Schedule a home inspection (optional)
Before you make an offer on a property, get a home inspection. A home inspector checks that everything in the home is in good working order. If a roof needs repairs, you want to know about it right away. A home inspection helps you make a more informed decision about buying a home. At this point, you can walk away and not look back.
Order a property appraisal
When you apply for a mortgage, your lender orders an appraisal to get an estimate of the property's value. It helps your lenderdetermine how much mortgage to offer you.

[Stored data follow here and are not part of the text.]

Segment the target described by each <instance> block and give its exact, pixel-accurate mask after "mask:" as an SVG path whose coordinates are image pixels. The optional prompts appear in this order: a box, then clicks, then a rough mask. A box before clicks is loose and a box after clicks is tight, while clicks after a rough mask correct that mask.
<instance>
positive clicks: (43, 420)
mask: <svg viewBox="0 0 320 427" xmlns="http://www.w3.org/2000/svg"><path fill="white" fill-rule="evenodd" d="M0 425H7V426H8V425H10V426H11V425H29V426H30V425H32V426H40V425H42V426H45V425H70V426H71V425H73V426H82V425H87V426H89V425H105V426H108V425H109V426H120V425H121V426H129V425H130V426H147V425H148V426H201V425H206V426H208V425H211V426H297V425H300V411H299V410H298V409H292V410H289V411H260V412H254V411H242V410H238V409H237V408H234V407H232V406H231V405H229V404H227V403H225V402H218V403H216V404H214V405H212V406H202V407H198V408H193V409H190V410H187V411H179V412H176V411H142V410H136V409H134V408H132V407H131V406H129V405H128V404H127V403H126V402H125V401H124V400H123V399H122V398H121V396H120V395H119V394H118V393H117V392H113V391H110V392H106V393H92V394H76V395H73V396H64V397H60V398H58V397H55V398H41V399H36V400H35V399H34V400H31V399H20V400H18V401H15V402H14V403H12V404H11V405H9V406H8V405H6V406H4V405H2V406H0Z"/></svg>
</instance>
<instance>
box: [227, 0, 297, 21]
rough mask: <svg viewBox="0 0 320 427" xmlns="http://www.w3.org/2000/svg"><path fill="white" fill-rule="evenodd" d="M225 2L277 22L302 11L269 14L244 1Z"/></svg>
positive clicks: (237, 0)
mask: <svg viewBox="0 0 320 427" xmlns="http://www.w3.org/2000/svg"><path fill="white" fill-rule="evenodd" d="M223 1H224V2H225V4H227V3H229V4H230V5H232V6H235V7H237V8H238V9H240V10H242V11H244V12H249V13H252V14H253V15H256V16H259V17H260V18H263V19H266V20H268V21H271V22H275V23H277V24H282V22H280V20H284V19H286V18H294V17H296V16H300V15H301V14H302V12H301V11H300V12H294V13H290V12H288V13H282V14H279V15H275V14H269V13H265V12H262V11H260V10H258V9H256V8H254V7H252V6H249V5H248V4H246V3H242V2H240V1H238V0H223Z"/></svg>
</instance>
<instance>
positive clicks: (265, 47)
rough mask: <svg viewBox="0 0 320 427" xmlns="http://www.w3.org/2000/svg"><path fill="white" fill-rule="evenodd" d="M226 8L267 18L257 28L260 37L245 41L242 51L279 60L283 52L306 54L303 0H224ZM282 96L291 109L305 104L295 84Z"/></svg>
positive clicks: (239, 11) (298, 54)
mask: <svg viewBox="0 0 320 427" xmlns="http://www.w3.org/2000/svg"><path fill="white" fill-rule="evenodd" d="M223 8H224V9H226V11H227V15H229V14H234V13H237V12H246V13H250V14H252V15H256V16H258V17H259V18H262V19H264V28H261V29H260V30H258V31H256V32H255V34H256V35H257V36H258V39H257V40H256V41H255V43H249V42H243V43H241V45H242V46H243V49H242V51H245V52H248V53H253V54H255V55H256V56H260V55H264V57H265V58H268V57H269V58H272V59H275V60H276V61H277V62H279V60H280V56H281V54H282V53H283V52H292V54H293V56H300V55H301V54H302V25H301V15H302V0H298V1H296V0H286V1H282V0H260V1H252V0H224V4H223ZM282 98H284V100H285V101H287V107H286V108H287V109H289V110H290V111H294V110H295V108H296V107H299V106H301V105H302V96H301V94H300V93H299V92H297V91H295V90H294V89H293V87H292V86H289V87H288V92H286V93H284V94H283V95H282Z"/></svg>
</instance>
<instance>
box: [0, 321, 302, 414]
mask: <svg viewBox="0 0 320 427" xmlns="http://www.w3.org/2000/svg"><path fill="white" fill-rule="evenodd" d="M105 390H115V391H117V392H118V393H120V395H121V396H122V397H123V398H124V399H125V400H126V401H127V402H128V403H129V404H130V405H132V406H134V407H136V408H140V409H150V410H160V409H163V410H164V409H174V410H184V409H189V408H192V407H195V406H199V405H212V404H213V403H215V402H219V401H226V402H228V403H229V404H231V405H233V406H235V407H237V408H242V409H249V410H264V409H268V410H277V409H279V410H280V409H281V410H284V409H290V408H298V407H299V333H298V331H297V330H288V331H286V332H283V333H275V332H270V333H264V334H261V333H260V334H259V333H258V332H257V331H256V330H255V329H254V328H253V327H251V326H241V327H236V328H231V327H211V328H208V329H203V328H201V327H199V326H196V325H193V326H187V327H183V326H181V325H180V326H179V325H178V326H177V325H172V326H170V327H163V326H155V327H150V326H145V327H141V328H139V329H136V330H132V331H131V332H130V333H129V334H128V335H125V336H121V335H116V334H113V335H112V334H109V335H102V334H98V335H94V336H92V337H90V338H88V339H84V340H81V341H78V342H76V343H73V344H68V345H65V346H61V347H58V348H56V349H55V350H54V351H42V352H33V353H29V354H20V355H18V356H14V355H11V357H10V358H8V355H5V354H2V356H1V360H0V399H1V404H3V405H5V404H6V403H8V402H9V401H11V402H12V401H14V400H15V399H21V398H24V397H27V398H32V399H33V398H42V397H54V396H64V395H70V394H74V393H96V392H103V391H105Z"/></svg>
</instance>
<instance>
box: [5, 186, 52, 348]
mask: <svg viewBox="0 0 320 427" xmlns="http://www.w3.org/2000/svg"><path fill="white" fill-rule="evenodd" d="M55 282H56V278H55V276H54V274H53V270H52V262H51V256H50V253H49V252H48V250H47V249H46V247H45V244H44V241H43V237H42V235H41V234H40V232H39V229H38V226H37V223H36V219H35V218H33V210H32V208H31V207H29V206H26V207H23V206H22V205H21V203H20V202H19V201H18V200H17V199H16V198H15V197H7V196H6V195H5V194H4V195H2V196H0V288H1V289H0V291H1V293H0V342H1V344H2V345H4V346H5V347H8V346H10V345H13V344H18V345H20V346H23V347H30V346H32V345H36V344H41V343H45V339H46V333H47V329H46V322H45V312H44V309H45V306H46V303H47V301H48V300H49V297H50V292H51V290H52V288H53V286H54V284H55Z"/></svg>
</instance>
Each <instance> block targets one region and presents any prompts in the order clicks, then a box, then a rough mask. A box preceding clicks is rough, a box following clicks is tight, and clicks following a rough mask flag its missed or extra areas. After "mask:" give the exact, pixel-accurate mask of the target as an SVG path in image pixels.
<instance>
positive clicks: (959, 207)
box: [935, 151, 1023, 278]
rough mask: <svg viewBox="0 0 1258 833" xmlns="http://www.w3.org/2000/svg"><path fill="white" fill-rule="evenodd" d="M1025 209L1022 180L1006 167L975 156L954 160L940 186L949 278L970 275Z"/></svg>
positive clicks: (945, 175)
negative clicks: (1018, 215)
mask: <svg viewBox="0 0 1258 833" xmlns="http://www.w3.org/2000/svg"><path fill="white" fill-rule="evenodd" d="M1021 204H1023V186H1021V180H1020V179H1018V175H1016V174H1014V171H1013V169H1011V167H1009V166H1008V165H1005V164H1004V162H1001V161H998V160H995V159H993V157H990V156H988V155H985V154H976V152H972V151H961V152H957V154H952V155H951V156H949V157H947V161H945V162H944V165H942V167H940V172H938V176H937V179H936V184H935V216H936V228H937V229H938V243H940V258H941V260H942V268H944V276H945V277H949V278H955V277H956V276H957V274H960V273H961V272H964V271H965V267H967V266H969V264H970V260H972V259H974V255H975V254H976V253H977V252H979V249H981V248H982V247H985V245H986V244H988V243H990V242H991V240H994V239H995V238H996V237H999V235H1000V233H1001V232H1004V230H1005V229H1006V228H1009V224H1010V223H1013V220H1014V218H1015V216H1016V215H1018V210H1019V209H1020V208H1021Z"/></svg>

Get a property survey (optional)
A survey outlines property boundaries and identifies setbacks, buildings or other restrictions that can impact the property’s value, such as overhanging structures or shared driveways. Your lender might ask for an up-to-date survey when you apply for a mortgage. Sellers sometimes have one they can give you. If not, you can hire a professional land surveyor to do the job.
Talk to a lawyer about title insurance
Your lawyer may encourage you to buy title insurance. In some cases, your lender will want you to get it. Title insurance protects you from title fraud, municipal work orders, zoning violations and other property defects. It also verifies the seller owns, and can sell, the property. The lawyer usually adds title insurance costs to your legal bill, which you pay after closing.
You may pay fees, taxes and insurance when your new home closes. At this point, you're near the end of your journey. These costs are some of the final obstacles between you and your new home.
Pay applicable fees, taxes and remaining costs
Like any other purchase, the government may charge tax. When you buy a home, you pay the following costs.
Land transfer tax. The government may charge land transfer tax when you buy a property. The tax is based on the home’s purchase price. Most provinces charge provincial land transfer tax, but some cities charge their own municipal land transfer tax, too. Taxes vary by province and first-time home buyers may sometimes receive a rebate for part of the cost.
GST or HST. GST is a federal value added tax. Usually, real property in Canada is taxable, including newly constructed or substantially renovated residential homes. Used residential homes aren’t subject to GST. HST on real property applies in provinces that are harmonized with the GST.
If you pay GST and HST on newly constructed or substantially renovated residential homes, you may qualify for a new housing rebate.
Property taxes, utilities and condo fees. The seller may have prepaid property taxes, utility bills or condo fees before you take ownership of the property. You reimburse the seller for the portion of the costs from the closing date forward.
Get property insurance
Property insurance protects you in case of fire, windstorms or other disasters. It covers your home’s replacement value. If you have a mortgage, you also need property insurance to protect your lender. Before your lender gives you the mortgage funds, they confirm you have enough insurance to cover the property's replacement value.
Avoid mortgage default insurance
You need mortgage default insurance if you have less than 20% down payment. If your down payment is less, lenders often add the premium to your mortgage. The more risk involved, the higher the premium. Depending on where you live, you may also pay provincial sales tax on the premium.
Get mortgage life insurance (optional)
For peace of mind, consider buying mortgage life insurance when you start your mortgage. This pays your lender the outstanding balance if you pass away. You can add the monthly premiums to your regular mortgage payments.
After closing day
The home is almost yours. When the sale is final, your lawyer sends you a transaction report. It includes copies of all relevant legal papers.
Pay your legal fees and disbursements
Your lawyer's legal fees and disbursements are considered closing costs. Disbursements include any expenses your lawyer had to pay for work on your behalf. Fees vary by province and municipality and may be subject to GST or HST.
Get your keys
Congratulations. You’ve paid your closing day costs. Now, get your keys and enjoy your new home.